Most importantly, as a teenager, my social circle was a group of athletes who, like me, were heavy drinkers. I could drink more than any of them, and alcohol made me feel great. My normal social anxieties were complicated by being sexually abused as a child, and when I was drinking, I felt less shy and awkward around girls.

Today, I would give anything to be able to go back in time and have a heart-to-heart talk with my teenage self. I would explain that, for him, the euphoria caused by alcohol was fool’s gold. All the good things in life that he craved—love, meaning, self-confidence, loyal friends, adventure—could be found elsewhere.

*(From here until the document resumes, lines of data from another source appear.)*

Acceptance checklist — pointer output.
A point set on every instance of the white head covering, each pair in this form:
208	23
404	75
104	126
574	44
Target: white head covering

“The price of heavy drinking is going to be too high,” I would counsel him. “If you stay on this road, you’ll lose your better self and become the very thing you fear.”

But there was no such conversation, not with myself nor with any concerned adult. The binge drinking I began in high school became a lifestyle in college and opened the door for a second addiction. Long after my father found a program of recovery and was trying to become the father I always needed, I was losing my own life to an uncontrollable craving for alcohol and cocaine.

A few years ago, a family of heavy drinkers was celebrating a birthday in the restaurant where I worked. The parents and grandparents were joking with a young boy of five or six: “Do you want a Jack and Coke like your daddy?” The boy beamed, happy to be the center of attention. I imagined he wanted to grow up to be just like his father. And I couldn’t help but hope that he never would.